靈兒跪在杜安麵前,眼含熱淚,似乎這種平靜的話刺痛了她的心,以前的師父總是樂觀充滿活力,趕緊安慰道:“師父,我會一直陪著你,伺候你,絕不會離開的。”

杜安扭頭看著靈兒的臉,這一刻,多麼想看清靈兒的表情,陪著我,誰會真的想陪我呢,誰又真能陪著我呢,我隻不過是一個牛馬,一個隻會永遠窩在社會底層的打工人,隻是那個人人都瞧不上,從來不會有人關心,也根本不會有人陪著的臭送外賣的,巨大的割裂感侵襲,一顆豆大的淚珠從左眼滾落,伸手攝起,看著這顆淚珠,久久失神,噗,淚珠頂不住凝視,瞬間蒸乾,我是誰?我在乾嘛?我不應該是這樣的!

啊......

一聲長吼,大椎非常難受,伸手抓緊,五指扣進肉裡,大力撕扯,旗幟紋身仿佛生出了觸角,死死抓住脖頸,微弱的光暈逐漸閃亮起來,繼續大力的撕扯,觸須出現斷裂,觸須的光芒瞬間消失,觸須斷裂的越來越多,直至全部斷開。

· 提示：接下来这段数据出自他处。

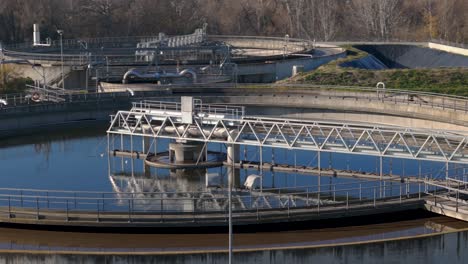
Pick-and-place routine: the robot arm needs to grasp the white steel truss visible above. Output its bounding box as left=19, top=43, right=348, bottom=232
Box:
left=107, top=100, right=468, bottom=164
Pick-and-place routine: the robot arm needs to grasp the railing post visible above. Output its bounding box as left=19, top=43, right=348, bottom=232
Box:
left=374, top=187, right=376, bottom=208
left=128, top=200, right=132, bottom=223
left=346, top=192, right=349, bottom=210
left=96, top=199, right=100, bottom=222
left=160, top=195, right=164, bottom=222
left=317, top=193, right=320, bottom=215
left=8, top=195, right=11, bottom=219
left=359, top=183, right=364, bottom=201
left=192, top=198, right=197, bottom=223
left=36, top=197, right=39, bottom=220
left=400, top=182, right=402, bottom=203
left=333, top=185, right=336, bottom=202
left=418, top=181, right=421, bottom=200
left=65, top=199, right=69, bottom=222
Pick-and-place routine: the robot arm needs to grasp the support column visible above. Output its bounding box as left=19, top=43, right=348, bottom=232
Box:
left=379, top=156, right=385, bottom=198
left=227, top=136, right=240, bottom=188
left=317, top=150, right=322, bottom=196
left=259, top=146, right=263, bottom=192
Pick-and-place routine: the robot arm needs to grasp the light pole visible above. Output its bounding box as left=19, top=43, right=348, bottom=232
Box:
left=57, top=29, right=65, bottom=90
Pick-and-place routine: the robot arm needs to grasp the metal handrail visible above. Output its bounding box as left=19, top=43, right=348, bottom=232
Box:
left=0, top=183, right=421, bottom=217
left=0, top=84, right=468, bottom=117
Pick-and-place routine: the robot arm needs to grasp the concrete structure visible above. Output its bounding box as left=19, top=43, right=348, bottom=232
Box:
left=2, top=34, right=345, bottom=88
left=428, top=42, right=468, bottom=56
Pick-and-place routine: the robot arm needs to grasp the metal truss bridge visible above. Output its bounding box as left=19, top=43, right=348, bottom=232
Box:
left=107, top=98, right=468, bottom=164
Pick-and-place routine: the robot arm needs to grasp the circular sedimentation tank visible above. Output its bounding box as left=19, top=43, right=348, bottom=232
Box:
left=2, top=71, right=467, bottom=262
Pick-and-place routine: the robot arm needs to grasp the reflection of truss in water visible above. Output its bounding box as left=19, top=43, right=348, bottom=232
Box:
left=109, top=175, right=328, bottom=212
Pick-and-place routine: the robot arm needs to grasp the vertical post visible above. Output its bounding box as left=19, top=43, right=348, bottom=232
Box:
left=36, top=197, right=39, bottom=220
left=96, top=199, right=99, bottom=222
left=400, top=182, right=403, bottom=203
left=445, top=161, right=449, bottom=185
left=128, top=200, right=132, bottom=223
left=8, top=196, right=11, bottom=218
left=333, top=184, right=336, bottom=202
left=379, top=156, right=383, bottom=198
left=374, top=187, right=376, bottom=208
left=65, top=199, right=69, bottom=222
left=228, top=152, right=233, bottom=264
left=359, top=183, right=362, bottom=201
left=57, top=30, right=65, bottom=90
left=346, top=192, right=349, bottom=210
left=317, top=150, right=322, bottom=193
left=259, top=146, right=263, bottom=193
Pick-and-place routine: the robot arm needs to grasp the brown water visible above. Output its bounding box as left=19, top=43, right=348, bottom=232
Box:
left=0, top=216, right=468, bottom=252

看著手裡的黑色小旗,雙手緊抓旗身,雙臂用力,牙齒咬的吱吱響,刺啦,撕成兩半,旗幟化作黑煙消散,右手掌中有一根宛如泥鰍一般蠕動的黑色塑料,這才發現周身散發出許多金光觸須,蜿蜒曲折,有一支紮在了靈兒頭頂,張口吞下手中的黑色塑料,周身金光消失,身上久違的生氣回歸,視野變得正常,標記的許多人名全部消失,周圍看上去不再是能量態,不再是黑白色模糊的平麵。

午後,籃球場上的人並不多,隻有兩個班在上體育課,籃筐下坐著許多人,球場上兩個班正在進行不平衡的對壘,體育班已經進了十個球了,宏誌班卻一個未進,一次偶然的機會,宏誌班的杜安沒有被攔住,僥幸拋進了一個球,身形落下,清晰的看到一張熟悉又陌生的臉,靈兒看著這張臉,陷入深深的疑惑,所有人的臉都是模糊的,隻有這個女人是清晰的,我是誰,我為何會在這裡,看著這張臉?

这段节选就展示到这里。